As Dad’s fourth child, I presented him with numerous opportunities for testing and at a time when many stressors passed through his life. He valued outward signs of his moral standards and disdained indications that he might be failing. If I walked a half-mile to the bus stop to meet him after a long day at work in the city, it reflected well to his friends on the bus, and I was loved and praised. If I acted silly, loud, and rambunctiously in a public setting, it embarrassed him, and he projected that shame on me. Anything that affirmed his fear of failure brought negativity. Dad often battled depression and anxiety, and it created strain in our home up to the days before his death. Nevertheless, his love was apparent most often, and his sacrificial service was consistent. Dad’s usually good nature was best known through his relentless sense of humor. He often said that good comedy came down to good timing . . . Sometimes, his timing was better than at others.
A year ago, when my mother called to tell me that Dad died, I immediately thought, “Dad’s in Heaven now, and he is understanding himself and others in a new way as he walks in the LORD’s presence.” My dad’s spiritual life was rich, and I often say that he was the best example of Catholic Christianity I ever knew.
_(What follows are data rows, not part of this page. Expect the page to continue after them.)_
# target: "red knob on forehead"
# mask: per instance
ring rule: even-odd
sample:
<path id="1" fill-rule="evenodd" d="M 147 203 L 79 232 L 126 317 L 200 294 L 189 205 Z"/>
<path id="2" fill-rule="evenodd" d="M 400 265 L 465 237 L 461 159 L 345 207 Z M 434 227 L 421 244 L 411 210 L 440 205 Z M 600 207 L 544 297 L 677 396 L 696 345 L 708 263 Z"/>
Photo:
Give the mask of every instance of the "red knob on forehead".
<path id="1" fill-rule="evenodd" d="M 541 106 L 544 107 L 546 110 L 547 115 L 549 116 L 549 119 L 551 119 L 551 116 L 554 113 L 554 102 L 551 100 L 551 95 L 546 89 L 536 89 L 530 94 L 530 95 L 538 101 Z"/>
Like all of us, my dad carried a lifetime of psychological and physical scars that impede natural movement. Freed from those, Dad now experiences God’s grace to the fullest extent. He now enjoys shameless life and unfiltered light.
I remember a day long ago when my dad and his good friend, Sam, and I worked all day fixing some significant problems in Dad’s father’s house. We eventually stood by my invalid grandfather’s bed to say goodbye before returning to our home hundreds of miles away. Dad and Pop, both men who were uncomfortable with expressing feelings, looked at each other for several seconds. It seemed to me that Pop was trying to project regret and appreciation, maybe love. Dad may have been thinking similarly. I don’t know. But, if his love language of sacrificial service spoke then too, I’d say he found the grace to forgive and love his old man.
In the passage above, the Apostle says that God pours His love into us. He also says our sufferings produce character. Therefore, it is not uncommon for one, deeply loved, to suffer trials and temptations that strengthen his personality. It is most evident in the largely unseen moments of genuine compassion for self and others.
I, too, have chosen a different path of self-care, marriage, and parenting. At times it is not so far from my father’s way. Sometimes, it is radically different. Even so, I am grateful for all the ways that God blessed me through my parents, especially today, my dad. Today, I choose to remember what I will miss the most while I wait to see him again. I prefer to reflect on all the positive ways he helped shape me into a man after God’s own heart.